We recommend keeping your CTAs limited to one or two per email, and you should only point to one landing page per email. Too many CTAs can be overwhelming while having multiple landing pages will only cause competition for one another.
By using Mailchimp’s click map feature we can better understand how our CTAs we performing in an email campaign. In the example below, you can see that a recent webinar invite distributed by Twenty Over Ten received the most clicks (44.1%) on the CTA “Sign Up Today.” The second runner up was the CTA “Register Now” with 33.9% clicks.
Metric #7: Conversion Rate
The conversion rate is where the magic happens. When it comes to your email marketing campaign, conversion is the end game. All of those other optimized metrics are used to help get as many qualified subscribers to this point as possible.
The conversion rate measures how many subscribers actually opened an email, clicked through to your landing page and accomplished the task you wanted them to do. This could include scheduling an appointment, filling out a survey or signing up for a future webinar.
So how does your conversion rate compare to your click-through rate?

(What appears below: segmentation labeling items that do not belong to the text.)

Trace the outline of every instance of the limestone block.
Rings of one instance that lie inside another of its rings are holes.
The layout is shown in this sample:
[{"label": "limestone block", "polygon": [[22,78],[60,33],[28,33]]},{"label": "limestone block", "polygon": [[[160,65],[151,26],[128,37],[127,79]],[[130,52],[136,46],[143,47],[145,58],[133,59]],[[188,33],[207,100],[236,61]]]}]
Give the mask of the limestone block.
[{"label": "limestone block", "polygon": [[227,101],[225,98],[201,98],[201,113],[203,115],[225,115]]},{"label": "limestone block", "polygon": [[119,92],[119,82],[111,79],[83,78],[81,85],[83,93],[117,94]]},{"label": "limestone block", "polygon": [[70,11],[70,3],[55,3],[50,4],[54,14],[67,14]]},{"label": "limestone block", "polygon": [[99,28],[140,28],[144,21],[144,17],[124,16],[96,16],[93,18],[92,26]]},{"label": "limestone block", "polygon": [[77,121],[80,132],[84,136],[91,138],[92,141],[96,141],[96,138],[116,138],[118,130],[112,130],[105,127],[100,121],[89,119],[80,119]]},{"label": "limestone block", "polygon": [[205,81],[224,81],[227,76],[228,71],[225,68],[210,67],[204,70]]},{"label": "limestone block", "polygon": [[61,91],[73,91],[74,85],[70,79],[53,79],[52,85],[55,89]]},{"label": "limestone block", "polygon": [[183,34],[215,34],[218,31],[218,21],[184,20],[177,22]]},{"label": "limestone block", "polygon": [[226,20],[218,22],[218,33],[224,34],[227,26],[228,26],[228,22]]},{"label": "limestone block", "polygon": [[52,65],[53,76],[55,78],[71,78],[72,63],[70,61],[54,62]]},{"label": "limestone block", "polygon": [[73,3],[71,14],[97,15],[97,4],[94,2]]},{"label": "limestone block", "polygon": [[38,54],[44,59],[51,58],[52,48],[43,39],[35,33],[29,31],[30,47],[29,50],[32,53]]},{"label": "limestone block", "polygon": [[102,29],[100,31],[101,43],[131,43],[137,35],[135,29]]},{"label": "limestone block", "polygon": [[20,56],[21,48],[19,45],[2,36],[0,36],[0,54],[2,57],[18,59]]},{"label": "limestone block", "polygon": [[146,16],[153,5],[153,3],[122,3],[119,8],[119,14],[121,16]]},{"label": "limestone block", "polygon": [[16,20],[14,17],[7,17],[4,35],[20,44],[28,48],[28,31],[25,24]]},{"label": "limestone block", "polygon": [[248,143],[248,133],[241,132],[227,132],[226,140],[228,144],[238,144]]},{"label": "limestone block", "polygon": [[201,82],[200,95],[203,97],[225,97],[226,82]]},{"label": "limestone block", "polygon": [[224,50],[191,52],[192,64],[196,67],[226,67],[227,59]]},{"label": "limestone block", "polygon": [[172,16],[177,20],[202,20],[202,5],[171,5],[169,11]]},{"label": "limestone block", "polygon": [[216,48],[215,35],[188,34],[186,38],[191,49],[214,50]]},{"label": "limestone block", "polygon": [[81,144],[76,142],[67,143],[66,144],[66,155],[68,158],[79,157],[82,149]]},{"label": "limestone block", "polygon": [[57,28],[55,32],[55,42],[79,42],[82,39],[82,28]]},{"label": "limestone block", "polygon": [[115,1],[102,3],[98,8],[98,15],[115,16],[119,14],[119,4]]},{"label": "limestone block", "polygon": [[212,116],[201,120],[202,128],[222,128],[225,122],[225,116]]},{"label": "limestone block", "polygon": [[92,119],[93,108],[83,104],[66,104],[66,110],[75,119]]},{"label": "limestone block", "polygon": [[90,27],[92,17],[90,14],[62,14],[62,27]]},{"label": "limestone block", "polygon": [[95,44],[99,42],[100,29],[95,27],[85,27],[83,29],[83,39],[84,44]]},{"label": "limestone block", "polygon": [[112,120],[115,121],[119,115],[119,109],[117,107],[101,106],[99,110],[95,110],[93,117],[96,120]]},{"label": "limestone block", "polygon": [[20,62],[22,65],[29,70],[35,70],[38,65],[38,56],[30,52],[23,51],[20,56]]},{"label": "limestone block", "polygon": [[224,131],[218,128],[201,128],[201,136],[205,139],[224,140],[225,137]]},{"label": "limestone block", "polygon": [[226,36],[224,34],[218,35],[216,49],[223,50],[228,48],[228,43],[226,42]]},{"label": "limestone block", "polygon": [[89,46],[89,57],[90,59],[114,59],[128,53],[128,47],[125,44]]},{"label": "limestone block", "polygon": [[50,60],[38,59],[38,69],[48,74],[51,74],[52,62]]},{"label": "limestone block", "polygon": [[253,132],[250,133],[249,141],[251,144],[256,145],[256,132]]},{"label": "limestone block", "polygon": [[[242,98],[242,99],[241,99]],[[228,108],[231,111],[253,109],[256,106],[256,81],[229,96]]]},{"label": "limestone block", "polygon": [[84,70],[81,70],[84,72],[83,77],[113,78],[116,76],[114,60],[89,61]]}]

If your click-through rate is high but conversion is low … Then your emails’ content and CTAs are effective at driving traffic to your site, but your landing page is falling short of the visitor’s expectations. If this is the case, you’ll want to focus on optimizing your landing page for lead conversion.
If your click-through rate is low but conversion is high … Then your landing page is working as a well-oiled machine, but your email’s CTAs or overall content could use a little work. Here you’ll want to focus on A/B testing parts of your email to find out what makes customers click through.

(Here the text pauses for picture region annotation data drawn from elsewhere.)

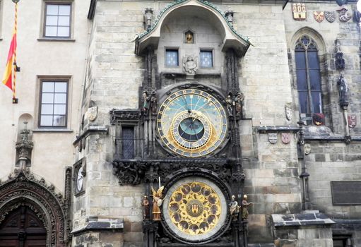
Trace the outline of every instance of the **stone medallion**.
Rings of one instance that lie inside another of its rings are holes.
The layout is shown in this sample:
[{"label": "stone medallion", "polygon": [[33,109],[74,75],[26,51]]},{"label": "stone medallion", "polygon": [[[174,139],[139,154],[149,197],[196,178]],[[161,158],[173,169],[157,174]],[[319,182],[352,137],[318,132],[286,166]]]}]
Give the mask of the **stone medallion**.
[{"label": "stone medallion", "polygon": [[282,142],[285,144],[288,144],[291,141],[291,134],[289,133],[283,133],[281,135]]},{"label": "stone medallion", "polygon": [[268,141],[270,143],[276,144],[277,143],[278,138],[276,132],[270,132],[268,133]]},{"label": "stone medallion", "polygon": [[333,23],[336,19],[336,11],[325,11],[325,18],[329,23]]},{"label": "stone medallion", "polygon": [[324,11],[314,11],[314,18],[318,23],[321,23],[325,18],[325,13]]},{"label": "stone medallion", "polygon": [[351,114],[348,116],[348,126],[350,128],[355,128],[357,124],[356,115]]},{"label": "stone medallion", "polygon": [[189,242],[213,236],[225,224],[227,203],[220,189],[203,178],[186,178],[174,184],[163,201],[169,229]]},{"label": "stone medallion", "polygon": [[339,14],[338,19],[343,23],[346,23],[353,18],[352,14],[345,8],[343,8],[337,11],[338,11]]}]

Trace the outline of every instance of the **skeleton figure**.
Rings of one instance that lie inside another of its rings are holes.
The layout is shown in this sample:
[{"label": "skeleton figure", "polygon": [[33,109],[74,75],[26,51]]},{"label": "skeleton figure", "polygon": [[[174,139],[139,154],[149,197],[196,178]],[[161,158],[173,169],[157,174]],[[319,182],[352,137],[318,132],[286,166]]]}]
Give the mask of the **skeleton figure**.
[{"label": "skeleton figure", "polygon": [[162,192],[163,191],[164,186],[158,188],[157,191],[152,187],[153,194],[153,220],[160,220],[160,206],[163,202],[162,200]]},{"label": "skeleton figure", "polygon": [[252,203],[247,203],[247,195],[243,195],[242,201],[242,219],[247,219],[248,218],[248,207],[251,206]]},{"label": "skeleton figure", "polygon": [[239,212],[240,206],[238,205],[238,203],[235,200],[235,196],[232,195],[232,200],[228,205],[230,206],[230,213],[232,220],[237,220],[238,213]]}]

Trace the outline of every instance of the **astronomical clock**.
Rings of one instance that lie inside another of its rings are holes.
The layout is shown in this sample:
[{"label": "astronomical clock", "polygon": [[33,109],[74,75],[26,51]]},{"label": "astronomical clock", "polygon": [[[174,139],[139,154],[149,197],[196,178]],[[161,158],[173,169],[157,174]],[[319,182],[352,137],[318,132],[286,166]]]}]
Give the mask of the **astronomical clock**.
[{"label": "astronomical clock", "polygon": [[203,157],[219,150],[228,131],[226,111],[211,94],[197,88],[170,92],[157,116],[159,140],[179,157]]},{"label": "astronomical clock", "polygon": [[242,246],[239,207],[234,215],[230,210],[232,195],[242,197],[244,178],[237,99],[235,92],[199,83],[143,91],[136,124],[147,156],[115,160],[113,168],[119,183],[145,184],[145,246],[214,246],[220,239],[225,246]]}]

Metric #8: Social Sharing & Forwarding Rate
Yes, we’re talking about email. But that doesn’t mean we can forget about another marketing powerhouse: social media. If you’ve incorporated social media sharing icons within your emails (and we highly suggest you do), your subscribers can easily share your information on their social media profiles. Tracking these shares is an effective way to find out how many of your subscribers are turning into advocates for your firm. By their social shares, they’re endorsing your business while helping you grow your audience organically.
You’ll also want to track how often your emails are being forwarded to others. Similar to social shares, this tells you what types of emails readers are resonating with enough to not only click through and convert but share with others as well. This additional viewership is imperative to gaining consistent growth of your subscriber list.

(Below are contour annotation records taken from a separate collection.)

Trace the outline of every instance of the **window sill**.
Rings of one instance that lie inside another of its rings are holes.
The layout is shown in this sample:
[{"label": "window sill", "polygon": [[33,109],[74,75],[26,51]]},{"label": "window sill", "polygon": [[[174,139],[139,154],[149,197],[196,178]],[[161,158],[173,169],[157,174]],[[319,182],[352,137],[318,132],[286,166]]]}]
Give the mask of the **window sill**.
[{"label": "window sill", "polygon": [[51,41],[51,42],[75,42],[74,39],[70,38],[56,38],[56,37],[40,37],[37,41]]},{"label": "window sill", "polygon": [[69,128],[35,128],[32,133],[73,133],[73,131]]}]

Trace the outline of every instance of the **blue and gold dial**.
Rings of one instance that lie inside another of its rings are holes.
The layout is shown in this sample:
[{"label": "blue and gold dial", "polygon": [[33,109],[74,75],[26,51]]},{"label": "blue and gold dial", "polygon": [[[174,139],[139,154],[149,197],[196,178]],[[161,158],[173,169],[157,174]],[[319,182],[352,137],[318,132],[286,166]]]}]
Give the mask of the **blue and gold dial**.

Metric #9: List Growth Rate
Finding your list growth rate will require a bit of math, but it can be well worth it. Understanding how your list is evolving over a designated period of time can help quantify your efforts. Because unsubscribers are inevitable, if your list isn’t growing, it’s dying.
To find the list growth rate, use the following equation. Each number should be pulled for a certain period of time:
(Total number of NEW subscribers – hard bounces or unsubscribers)/total number of subscribers
For example: Between January and April, you gained 65 new subscribers. In that time, 20 people unsubscribed from your newsletter. If your total number of subscribers between January and April (those you previously acquired plus the new ones) was 180, then your list growth rate is (65-20)/180= 0.25 or 25% growth.
Tracking Your Email Marketing Metrics
If you’re working to optimize your emails, then think of tracking your email metrics as seeing how you scored. Use these metrics to determine what your emails are doing right and how you can improve. Obtaining hard data like the metrics above is the only way to truly quantify your efforts and prove your strategies to yourself and others.